Süddeutsche Zeitung

Krieg in Libyen:Gaddafi setzt Streubomben gegen sein Volk ein

Die Rebellen hatten immer wieder vor einem Massaker in der heftig umkämpften Stadt Misrata gewarnt. Nun sollen Gaddafis Truppen weltweit geächtete Streumunition eingesetzt haben - auch in Wohngebieten. Das Regime dementierte umgehend. US-Außenministerin Clinton erklärte, "bei Oberst Gaddafi und seinen Leuten wundert mich nichts mehr".

Die Truppen des libyschen Machthabers Muammar al-Gaddafi haben in der heftig umkämpften Stadt Misrata Streubomben eingesetzt. "In der vergangenen Nacht war das wie Regen", beschrieb ein Aufständischer die Explosionen über der Stadt. Die in den USA ansässige Menschenrechtsorganisation Human Rights Watch bestätigte den Einsatz der Munition, während die libysche Führung diesen bestritt.

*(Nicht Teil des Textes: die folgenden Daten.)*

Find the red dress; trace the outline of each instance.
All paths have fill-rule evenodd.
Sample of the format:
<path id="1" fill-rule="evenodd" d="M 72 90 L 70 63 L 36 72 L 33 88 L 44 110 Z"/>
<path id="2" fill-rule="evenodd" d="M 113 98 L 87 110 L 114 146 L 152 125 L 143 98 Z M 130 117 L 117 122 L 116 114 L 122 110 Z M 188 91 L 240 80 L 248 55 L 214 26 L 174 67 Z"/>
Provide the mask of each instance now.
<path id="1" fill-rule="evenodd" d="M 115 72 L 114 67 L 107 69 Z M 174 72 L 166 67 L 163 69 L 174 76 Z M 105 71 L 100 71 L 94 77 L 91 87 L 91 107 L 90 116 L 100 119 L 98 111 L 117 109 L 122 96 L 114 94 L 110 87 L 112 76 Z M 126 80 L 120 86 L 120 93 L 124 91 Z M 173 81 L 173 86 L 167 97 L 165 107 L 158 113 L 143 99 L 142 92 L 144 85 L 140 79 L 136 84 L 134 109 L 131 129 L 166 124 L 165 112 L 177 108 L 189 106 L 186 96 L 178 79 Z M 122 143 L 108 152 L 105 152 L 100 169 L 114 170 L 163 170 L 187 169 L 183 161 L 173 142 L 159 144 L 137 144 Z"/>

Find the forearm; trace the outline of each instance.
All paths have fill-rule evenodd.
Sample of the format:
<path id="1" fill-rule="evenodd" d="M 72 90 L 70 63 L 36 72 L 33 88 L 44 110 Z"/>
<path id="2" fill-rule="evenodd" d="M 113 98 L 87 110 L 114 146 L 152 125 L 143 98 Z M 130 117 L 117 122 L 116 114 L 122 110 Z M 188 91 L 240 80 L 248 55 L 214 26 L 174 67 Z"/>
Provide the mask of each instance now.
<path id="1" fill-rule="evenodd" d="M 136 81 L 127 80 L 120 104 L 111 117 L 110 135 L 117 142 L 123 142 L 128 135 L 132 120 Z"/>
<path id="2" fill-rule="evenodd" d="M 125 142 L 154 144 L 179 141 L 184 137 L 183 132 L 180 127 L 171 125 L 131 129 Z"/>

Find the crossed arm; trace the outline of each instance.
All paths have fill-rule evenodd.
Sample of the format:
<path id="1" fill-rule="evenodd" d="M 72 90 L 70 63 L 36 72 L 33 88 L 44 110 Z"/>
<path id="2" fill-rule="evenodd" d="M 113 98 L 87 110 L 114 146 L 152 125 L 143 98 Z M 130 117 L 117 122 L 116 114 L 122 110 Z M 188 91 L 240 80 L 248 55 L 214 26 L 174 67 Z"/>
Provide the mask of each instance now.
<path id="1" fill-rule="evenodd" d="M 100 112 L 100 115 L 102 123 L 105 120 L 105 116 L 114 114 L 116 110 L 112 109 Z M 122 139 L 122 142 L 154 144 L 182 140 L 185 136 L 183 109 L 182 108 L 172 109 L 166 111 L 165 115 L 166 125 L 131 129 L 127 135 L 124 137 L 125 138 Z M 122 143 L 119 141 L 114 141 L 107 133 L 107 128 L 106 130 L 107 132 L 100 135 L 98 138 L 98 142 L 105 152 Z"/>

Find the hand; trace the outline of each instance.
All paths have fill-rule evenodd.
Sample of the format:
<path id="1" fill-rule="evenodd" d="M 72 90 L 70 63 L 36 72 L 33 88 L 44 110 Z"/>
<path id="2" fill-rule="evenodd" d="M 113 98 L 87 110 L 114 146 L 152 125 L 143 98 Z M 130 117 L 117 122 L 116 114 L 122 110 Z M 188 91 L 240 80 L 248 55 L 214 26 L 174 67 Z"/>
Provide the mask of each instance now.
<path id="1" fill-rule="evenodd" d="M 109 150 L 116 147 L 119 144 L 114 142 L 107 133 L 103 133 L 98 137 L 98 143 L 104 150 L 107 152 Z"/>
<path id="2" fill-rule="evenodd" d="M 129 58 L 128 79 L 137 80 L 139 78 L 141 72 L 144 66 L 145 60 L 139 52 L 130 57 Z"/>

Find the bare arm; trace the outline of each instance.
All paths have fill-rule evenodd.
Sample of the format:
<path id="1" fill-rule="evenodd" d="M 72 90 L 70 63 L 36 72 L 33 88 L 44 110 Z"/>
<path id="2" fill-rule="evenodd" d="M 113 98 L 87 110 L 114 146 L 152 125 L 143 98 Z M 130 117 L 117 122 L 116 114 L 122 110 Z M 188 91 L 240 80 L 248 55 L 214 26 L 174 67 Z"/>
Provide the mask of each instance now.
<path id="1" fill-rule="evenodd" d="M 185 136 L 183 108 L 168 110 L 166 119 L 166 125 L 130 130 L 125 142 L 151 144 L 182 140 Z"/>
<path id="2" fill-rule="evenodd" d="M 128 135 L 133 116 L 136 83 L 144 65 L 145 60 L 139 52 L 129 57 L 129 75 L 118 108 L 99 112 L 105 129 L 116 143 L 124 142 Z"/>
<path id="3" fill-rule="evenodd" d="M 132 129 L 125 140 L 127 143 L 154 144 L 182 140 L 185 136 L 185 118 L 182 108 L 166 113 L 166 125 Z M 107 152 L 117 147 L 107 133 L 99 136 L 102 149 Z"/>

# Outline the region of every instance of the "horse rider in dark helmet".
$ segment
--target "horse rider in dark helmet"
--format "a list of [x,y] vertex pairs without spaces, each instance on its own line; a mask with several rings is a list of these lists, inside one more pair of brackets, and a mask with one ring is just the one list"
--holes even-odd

Mitarbeiter seiner Organisation hätten vor Ort mindestens drei Streubomben gefunden, erklärte ein Experte der Menschenrechtsvereinigung. Es sei "empörend", dass solche Bomben auch in Wohngebieten eingesetzt würden. Ein Reporterteam der US-Tageszeitung New York Times hatte zuerst über den Einsatz der international geächteten Munition berichtet. Die Journalisten machten auch Fotos von dem Bombenregen über Misrata.

Regime weist Berichte als "surreal" zurück

Streumunition sind Bomben oder Granaten, die sich über dem Gefechtsfeld öffnen und zahlreiche kleinere Sprengsätze niederregnen lassen. Die Bomben sollen demnach im Jahr 2007 in Spanien produziert worden sein, ein Jahr bevor Madrid die Streubomben-Konvention unterzeichnete. Die Konvention trat 2010 in Kraft.

"Wir tun das nie", wies Regierungssprecher Mussa Ibrahim in der Hauptstadt Tripolis die Vorwürfe zum Einsatz von Streubomben zurück. Die Berichte seien "surreal". Human Rights Watch und die Aufständischen müssten Beweise dafür vorlegen.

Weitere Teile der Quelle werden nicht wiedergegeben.